McGraw-Hill Ryerson Limited (MHR.TO) and McGraw-Hill Global Education Holdings LLC announced that they have entered into a definitive acquisition agreement by which McGraw-Hill Education will indirectly acquire all of the outstanding common shares of McGraw-Hill Ryerson that it does not already own at a price of C$50.00 cash per common share.
McGraw-Hill Education, which is owned by investment funds affiliated with Apollo Global Management LLC (APO), currently indirectly owns approximately 70.1% of the outstanding common shares of McGraw-Hill Ryerson. Following the completion of the transaction, McGraw-Hill Ryerson would be wholly-owned by McGraw-Hill Education.
Investmentaktiengesellschaft für langfristige Investoren TGV, owner of approximately 12.5% of the outstanding common shares of McGraw-Hill Ryerson, has separately entered into an agreement with McGraw-Hill Education to vote its shares in favour of the transaction at a special meeting of McGraw-Hill Ryerson shareholders to be held to approve the transaction.
The proposed transaction price represents a premium of 9.9% over the 90 trading-day volume-weighted average price per share of C$45.51 and 13.9% over the volume-weighted average price per share over the past six months of C$43.90, on the TSX prior to the announcement of the transaction. The transaction values the shares not currently owned by McGraw-Hill Education at approximately C$29.8 million.
The transaction has been approved unanimously by the board of directors of McGraw-Hill Ryerson. In doing so, the board of directors of McGraw-Hill Ryerson determined that the transaction is fair to the shareholders of McGraw-Hill Ryerson (other than McGraw-Hill Education and its related parties) and in the best interests of McGraw-Hill Ryerson and authorized the submission of the arrangement to shareholders of McGraw-Hill Ryerson for their approval at a special meeting of shareholders.
The board of directors of McGraw-Hill Ryerson also has determined unanimously to recommend to McGraw-Hill Ryerson shareholders (other than McGraw-Hill Education and its related parties) that they vote their shares in favour of the transaction.

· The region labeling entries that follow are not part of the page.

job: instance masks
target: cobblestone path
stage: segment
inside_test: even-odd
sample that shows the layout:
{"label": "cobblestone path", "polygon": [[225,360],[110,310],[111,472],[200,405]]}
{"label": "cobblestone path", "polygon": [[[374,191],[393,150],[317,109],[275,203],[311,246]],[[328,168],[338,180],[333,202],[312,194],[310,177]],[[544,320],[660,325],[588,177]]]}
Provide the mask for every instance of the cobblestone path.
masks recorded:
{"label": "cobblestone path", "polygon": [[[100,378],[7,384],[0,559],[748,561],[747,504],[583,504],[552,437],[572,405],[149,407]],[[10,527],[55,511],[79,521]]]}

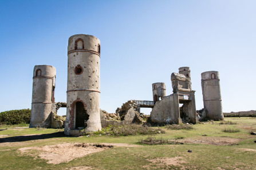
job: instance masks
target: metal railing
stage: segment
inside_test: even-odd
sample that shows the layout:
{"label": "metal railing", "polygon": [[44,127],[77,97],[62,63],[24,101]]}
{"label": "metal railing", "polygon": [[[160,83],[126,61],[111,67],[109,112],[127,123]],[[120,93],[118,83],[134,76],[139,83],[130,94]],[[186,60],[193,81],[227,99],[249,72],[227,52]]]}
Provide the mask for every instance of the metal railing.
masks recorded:
{"label": "metal railing", "polygon": [[147,100],[135,100],[137,104],[143,104],[143,105],[154,105],[153,101],[147,101]]}

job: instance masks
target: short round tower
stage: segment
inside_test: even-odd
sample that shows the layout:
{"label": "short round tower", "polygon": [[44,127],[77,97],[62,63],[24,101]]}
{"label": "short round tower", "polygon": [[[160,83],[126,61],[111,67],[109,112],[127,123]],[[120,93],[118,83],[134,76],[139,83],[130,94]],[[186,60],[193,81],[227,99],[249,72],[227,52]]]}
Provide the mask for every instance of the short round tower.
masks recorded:
{"label": "short round tower", "polygon": [[206,117],[215,120],[223,120],[219,72],[204,72],[201,74],[201,76]]}
{"label": "short round tower", "polygon": [[52,103],[54,102],[56,76],[55,67],[35,66],[29,127],[52,127]]}
{"label": "short round tower", "polygon": [[152,84],[152,88],[153,91],[153,100],[155,104],[156,102],[159,101],[159,98],[162,99],[163,97],[166,96],[166,83],[153,83]]}
{"label": "short round tower", "polygon": [[100,40],[89,35],[70,37],[68,56],[65,133],[73,135],[81,129],[101,130]]}

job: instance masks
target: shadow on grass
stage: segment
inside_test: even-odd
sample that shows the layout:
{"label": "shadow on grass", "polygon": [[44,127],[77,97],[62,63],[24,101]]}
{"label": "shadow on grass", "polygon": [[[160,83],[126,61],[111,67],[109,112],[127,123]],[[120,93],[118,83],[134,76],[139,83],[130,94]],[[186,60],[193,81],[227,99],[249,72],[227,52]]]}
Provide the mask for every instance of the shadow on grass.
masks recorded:
{"label": "shadow on grass", "polygon": [[64,134],[64,132],[58,132],[47,134],[17,136],[5,137],[5,138],[0,138],[0,143],[5,142],[25,141],[32,140],[46,139],[54,137],[63,137],[68,136],[66,136]]}

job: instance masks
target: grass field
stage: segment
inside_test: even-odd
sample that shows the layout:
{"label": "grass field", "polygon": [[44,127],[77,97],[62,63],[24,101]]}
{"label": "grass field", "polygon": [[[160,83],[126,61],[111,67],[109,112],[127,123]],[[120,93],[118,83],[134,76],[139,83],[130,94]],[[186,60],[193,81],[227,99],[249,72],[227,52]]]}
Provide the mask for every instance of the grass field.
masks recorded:
{"label": "grass field", "polygon": [[[1,126],[0,169],[256,169],[256,135],[250,134],[256,132],[256,118],[225,120],[237,124],[207,122],[192,126],[192,129],[163,127],[165,133],[119,137],[69,137],[63,129]],[[184,144],[139,143],[148,137]],[[93,145],[99,143],[113,147]]]}

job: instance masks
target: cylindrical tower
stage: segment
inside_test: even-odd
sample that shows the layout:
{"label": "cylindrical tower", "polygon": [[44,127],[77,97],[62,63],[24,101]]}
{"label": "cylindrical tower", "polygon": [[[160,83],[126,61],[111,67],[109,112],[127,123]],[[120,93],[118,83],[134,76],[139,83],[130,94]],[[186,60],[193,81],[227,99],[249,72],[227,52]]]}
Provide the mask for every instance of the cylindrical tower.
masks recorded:
{"label": "cylindrical tower", "polygon": [[[68,46],[65,133],[101,130],[100,114],[100,42],[92,35],[70,37]],[[76,133],[76,132],[74,132]]]}
{"label": "cylindrical tower", "polygon": [[206,117],[215,120],[223,120],[219,72],[204,72],[201,74],[201,76]]}
{"label": "cylindrical tower", "polygon": [[152,88],[153,91],[153,100],[154,104],[156,102],[159,101],[159,98],[161,99],[166,96],[166,83],[155,83],[152,84]]}
{"label": "cylindrical tower", "polygon": [[190,74],[190,68],[189,67],[182,67],[179,68],[179,74],[181,74],[186,76],[187,78],[188,79],[188,82],[187,82],[188,88],[191,88],[191,75]]}
{"label": "cylindrical tower", "polygon": [[29,127],[52,127],[52,103],[54,102],[56,77],[55,67],[35,66]]}

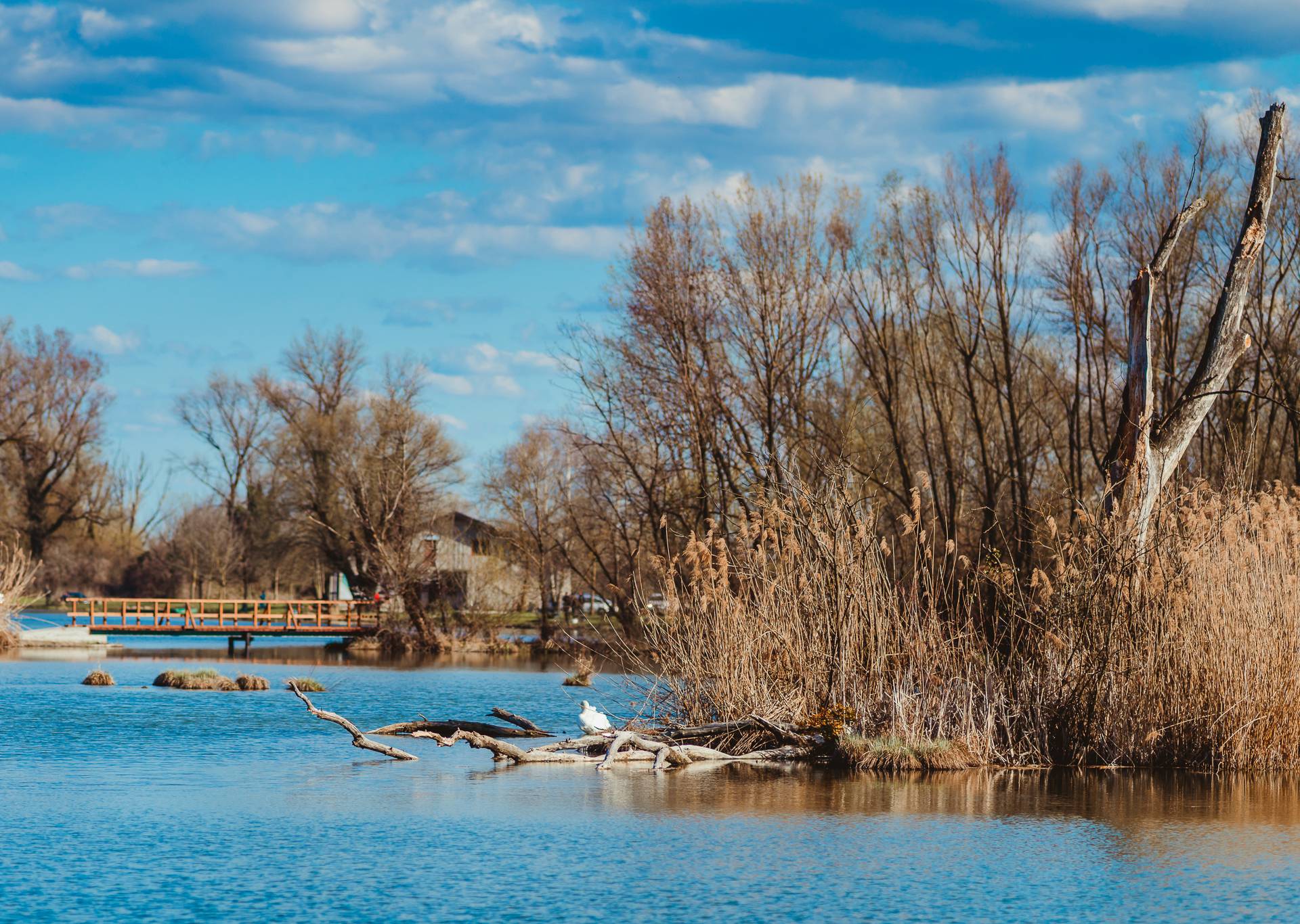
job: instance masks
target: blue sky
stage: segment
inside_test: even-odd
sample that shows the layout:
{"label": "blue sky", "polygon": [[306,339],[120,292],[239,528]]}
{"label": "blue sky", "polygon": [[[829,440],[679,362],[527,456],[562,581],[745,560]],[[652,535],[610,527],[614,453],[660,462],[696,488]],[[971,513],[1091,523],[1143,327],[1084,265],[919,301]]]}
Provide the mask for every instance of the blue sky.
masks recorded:
{"label": "blue sky", "polygon": [[5,4],[0,314],[104,353],[112,451],[190,454],[176,396],[309,322],[422,361],[473,460],[564,409],[560,326],[662,195],[1006,143],[1041,211],[1294,101],[1297,52],[1295,0]]}

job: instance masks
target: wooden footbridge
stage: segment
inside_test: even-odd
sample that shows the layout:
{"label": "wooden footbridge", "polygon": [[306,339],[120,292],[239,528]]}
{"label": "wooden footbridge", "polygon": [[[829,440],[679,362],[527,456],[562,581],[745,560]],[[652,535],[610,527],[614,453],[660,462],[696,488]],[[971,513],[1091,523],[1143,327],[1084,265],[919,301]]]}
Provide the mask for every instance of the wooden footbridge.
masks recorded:
{"label": "wooden footbridge", "polygon": [[380,625],[364,600],[211,600],[88,597],[69,600],[70,625],[94,635],[364,635]]}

The transaction will also be subject to certain closing conditions which are customary in transactions of this nature. It is anticipated that the transaction, if approved by shareholders, will be completed by the end of June 2014. As a result of the entering into the transaction, McGraw-Hill Ryerson will not be declaring or paying any dividends prior to the closing of the transaction.